Water, energy use declines in dorms

A University environmental challenge has saved more than 300,000 kilowatt hours of electricity and more than 2.6 million gallons of water since the beginning of the year, according to data released earlier this month.

Between Sept. 1 and Oct. 16, students living in University-owned housing used 6.6 percent less electricity and 9.6 percent less water per person than they did over the same time period last year, according to data from GW’s Eco-Challenge. The challenge, now in its second year, is a University-wide initiative to track changes in GW’s water and electricity usage.

GW housing conserved 304,401 kilowatt hours of electricity and 2,656,431 gallons of water, according to challenge data, but Director of Planning and Environmental Management Nancy Giammatteo said while students are still improving their conservation efforts, they did not reduce their electricity usage at the same rate as last year.

“GW’s residence halls are conserving more water this year than in last year’s contest, but they aren’t quite conserving as much electricity as last year,” Giammatteo said. “We are still using less electricity than last year, but not to the same degree as last year’s reduction. Any reduction in electricity or water consumption yields a direct decrease in GW’s carbon emissions.”

Director of the Office of Sustainability Meghan Chapple-Brown said there is still plenty of potential for improvement, noting there are many ways students can save by changing daily habits.

“Each time you turn off your computer or your lights, you may feel like it is no big deal, but all of these small actions do add up to big impact,” she said. “The numbers from this period show that once again GW students are willing to step up to the plate to help make change on campus.”

The Phi Sigma Sigma house, located at 2028 G St., houses 16 female students and was the top conserver overall. They used 43.4 percent less water and nearly 25 percent less electricity than last year, according to the Eco-Challenge report.

Top 10 Rankings
1. 2028 G St. (Phi Sigma Sigma)
2. Guthridge Hall
3. Hensley Hall
4. 526 22nd St.
5. 2109 F St.
6. 1959 E St.
7. 605 22nd St. (Alpha Epsilon Pi)
8. Amsterdam Hall
9. Francis Scott Key
10. 603 22nd St. (Beta Theta Pi)

“We are absolutely thrilled and proud,” said Andrea Johnson, house manager for Phi Sigma Sigma. “The girls have been working really hard to pay attention to the little things.”

Phi Sigma Sigma President Madi Lottenbach said the townhouse’s location near the ‘green building’ was an inspiration for the girls.

“Living across from Building JJ last year, GW’s green dorm, was very inspirational,” Lottenbach said.

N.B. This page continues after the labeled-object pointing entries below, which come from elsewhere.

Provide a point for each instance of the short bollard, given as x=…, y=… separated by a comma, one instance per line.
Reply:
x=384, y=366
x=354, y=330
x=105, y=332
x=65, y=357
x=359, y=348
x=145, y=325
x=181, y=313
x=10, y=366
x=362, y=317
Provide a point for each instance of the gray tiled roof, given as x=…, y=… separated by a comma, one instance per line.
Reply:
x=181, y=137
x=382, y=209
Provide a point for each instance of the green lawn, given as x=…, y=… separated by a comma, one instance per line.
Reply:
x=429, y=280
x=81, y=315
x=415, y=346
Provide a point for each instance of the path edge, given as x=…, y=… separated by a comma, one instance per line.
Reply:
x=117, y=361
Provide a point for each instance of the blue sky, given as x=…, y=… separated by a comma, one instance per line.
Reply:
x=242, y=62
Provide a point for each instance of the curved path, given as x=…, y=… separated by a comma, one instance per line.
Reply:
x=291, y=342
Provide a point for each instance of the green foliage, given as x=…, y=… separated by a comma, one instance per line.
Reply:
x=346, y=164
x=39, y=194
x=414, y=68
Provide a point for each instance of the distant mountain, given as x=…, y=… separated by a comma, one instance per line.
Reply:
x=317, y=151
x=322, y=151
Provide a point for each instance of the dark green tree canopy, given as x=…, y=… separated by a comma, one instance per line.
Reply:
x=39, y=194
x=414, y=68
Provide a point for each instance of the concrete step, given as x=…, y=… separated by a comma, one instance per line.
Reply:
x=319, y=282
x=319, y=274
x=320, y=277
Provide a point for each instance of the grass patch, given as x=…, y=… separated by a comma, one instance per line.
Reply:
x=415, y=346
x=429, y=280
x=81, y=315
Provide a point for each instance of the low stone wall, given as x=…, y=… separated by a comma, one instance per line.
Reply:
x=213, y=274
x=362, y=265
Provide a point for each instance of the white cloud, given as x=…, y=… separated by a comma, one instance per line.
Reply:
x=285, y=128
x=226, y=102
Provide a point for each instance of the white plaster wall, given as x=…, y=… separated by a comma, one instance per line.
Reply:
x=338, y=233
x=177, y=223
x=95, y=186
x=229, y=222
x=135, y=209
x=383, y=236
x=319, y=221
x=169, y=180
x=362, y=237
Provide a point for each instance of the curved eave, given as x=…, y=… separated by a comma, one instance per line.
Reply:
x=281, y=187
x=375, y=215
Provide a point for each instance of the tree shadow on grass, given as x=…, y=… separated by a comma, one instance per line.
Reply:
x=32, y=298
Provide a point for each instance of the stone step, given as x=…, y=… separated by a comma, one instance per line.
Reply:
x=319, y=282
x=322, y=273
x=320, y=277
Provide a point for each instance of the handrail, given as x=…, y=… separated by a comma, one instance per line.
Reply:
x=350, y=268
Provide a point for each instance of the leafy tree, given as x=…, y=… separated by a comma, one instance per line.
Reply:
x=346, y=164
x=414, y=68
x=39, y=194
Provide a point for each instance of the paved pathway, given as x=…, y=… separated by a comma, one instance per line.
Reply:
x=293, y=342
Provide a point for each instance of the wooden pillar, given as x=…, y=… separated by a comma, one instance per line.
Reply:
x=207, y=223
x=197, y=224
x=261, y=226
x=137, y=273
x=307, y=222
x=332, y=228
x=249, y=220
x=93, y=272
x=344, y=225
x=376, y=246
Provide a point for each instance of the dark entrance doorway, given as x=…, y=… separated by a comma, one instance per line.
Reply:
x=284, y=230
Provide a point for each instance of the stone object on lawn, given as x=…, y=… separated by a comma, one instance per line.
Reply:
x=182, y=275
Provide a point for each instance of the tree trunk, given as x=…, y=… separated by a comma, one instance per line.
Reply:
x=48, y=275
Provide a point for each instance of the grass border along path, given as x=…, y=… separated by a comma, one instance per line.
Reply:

Building JJ, located at 2031 F St., did not make the top 10 list for conservation this year, despite topping the chart last year. The townhouse ranked 11th for their energy usage and 19th for their water usage.

South Hall, the new LEED certified residence hall on campus, was not included in the results.

“South Hall cannot be ranked in the Eco-Challenge because there is no historical data to compete against,” Giammatteo said. “A different contest for South Hall is being developed to incentivize students to conserve resources in this hall.”

Giammatteo said one of the benefits of the contest is allowing GW to track building consumption over time to spot any high-usage buildings.

Over the summer, the University completed upgrades to buildings, which may have had an impact on the results.

Francis Scott Key Hall, which currently ranks ninth, received new low-flow toilets and showerheads. Additionally, new boiler controls were installed in FSK, Crawford, Lafayette, Strong, Madison, and Fulbright halls, along with Building JJ, Giammatteo said.

The University also installed motion sensors in all residence hall laundry rooms and basement lounges on both campuses so when students leave, the lights will turn off.

Giammatteo said all students are encouraged to conserve resources throughout the remainder of the contest, which ends April 14.